Worum es geht: Warum ein einziger Tastendruck fünf oder sieben Ereignisse erzeugt — und wie man das abstellt, in Hardware oder in Software.
Wozu du das brauchst: Weil der Fehler wie ein Programmierfehler aussieht und keiner ist. Der Zähler springt um drei, das Menü überspringt zwei Einträge, und man sucht im Code nach einer Ursache, die im Taster liegt.
Danach kannst du: einen Hardware-Entpreller dimensionieren, den Unterschied zwischen Lade- und Entladeweg begründen, und entscheiden, wann Software genügt und wann nicht.

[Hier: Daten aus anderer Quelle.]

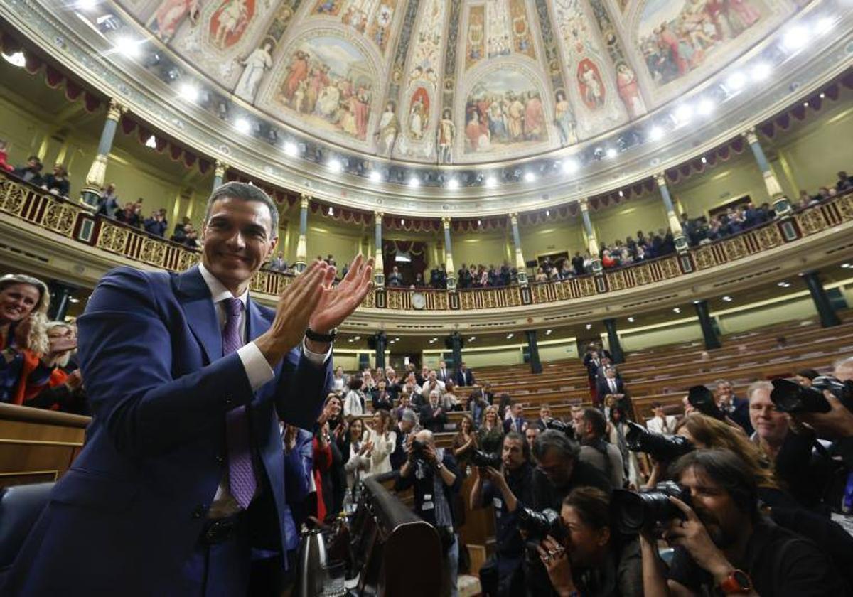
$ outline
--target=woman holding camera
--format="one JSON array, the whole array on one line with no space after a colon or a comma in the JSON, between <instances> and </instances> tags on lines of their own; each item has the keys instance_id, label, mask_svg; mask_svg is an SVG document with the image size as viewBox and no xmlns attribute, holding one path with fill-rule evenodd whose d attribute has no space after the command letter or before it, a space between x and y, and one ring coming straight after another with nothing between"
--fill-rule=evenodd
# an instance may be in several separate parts
<instances>
[{"instance_id":1,"label":"woman holding camera","mask_svg":"<svg viewBox=\"0 0 853 597\"><path fill-rule=\"evenodd\" d=\"M558 595L643 594L640 543L616 530L606 493L595 487L572 490L560 517L566 536L546 536L537 547Z\"/></svg>"}]
</instances>

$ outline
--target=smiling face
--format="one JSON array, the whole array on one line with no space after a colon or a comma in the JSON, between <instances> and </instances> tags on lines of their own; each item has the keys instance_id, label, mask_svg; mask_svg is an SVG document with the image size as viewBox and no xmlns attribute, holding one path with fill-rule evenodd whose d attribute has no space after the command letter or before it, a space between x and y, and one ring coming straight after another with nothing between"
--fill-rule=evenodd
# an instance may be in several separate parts
<instances>
[{"instance_id":1,"label":"smiling face","mask_svg":"<svg viewBox=\"0 0 853 597\"><path fill-rule=\"evenodd\" d=\"M40 298L39 289L29 284L12 284L0 290L0 325L24 319Z\"/></svg>"},{"instance_id":2,"label":"smiling face","mask_svg":"<svg viewBox=\"0 0 853 597\"><path fill-rule=\"evenodd\" d=\"M202 238L202 263L235 296L276 246L269 207L231 197L212 206Z\"/></svg>"}]
</instances>

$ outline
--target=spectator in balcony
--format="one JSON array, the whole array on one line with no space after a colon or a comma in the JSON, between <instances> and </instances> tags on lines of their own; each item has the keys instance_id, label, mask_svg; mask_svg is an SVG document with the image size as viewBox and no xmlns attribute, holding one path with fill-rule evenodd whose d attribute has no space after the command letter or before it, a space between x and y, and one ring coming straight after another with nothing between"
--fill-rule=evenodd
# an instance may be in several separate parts
<instances>
[{"instance_id":1,"label":"spectator in balcony","mask_svg":"<svg viewBox=\"0 0 853 597\"><path fill-rule=\"evenodd\" d=\"M31 155L26 159L26 164L15 169L15 175L25 183L40 187L44 182L42 178L42 160L38 159L38 156Z\"/></svg>"},{"instance_id":2,"label":"spectator in balcony","mask_svg":"<svg viewBox=\"0 0 853 597\"><path fill-rule=\"evenodd\" d=\"M53 172L44 177L42 188L51 194L67 197L71 193L71 183L68 182L68 171L61 164L54 165Z\"/></svg>"},{"instance_id":3,"label":"spectator in balcony","mask_svg":"<svg viewBox=\"0 0 853 597\"><path fill-rule=\"evenodd\" d=\"M119 197L115 194L115 184L110 183L104 188L101 189L101 196L98 197L98 214L107 217L115 217L121 206L119 203Z\"/></svg>"}]
</instances>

Der Fehler, den man dem Code zuschreibt
Du hast einen Taster mit Pull-up, du fragst ihn in einer Schleife ab, du zählst die Drücke. Und der Zähler springt bei jedem Druck um drei, fünf oder sieben weiter.
Das ist kein Programmierfehler. Es ist ein mechanischer Vorgang, und er lässt sich fotografieren.
Was hier aufgezeichnet ist, ist ein einziger Tastendruck. Der Pegel springt innerhalb von 3.6 ms siebenmal zwischen High und Low, bevor er unten liegen bleibt. Das amberne Band markiert den Bereich zwischen den beiden Schaltschwellen des Eingangs.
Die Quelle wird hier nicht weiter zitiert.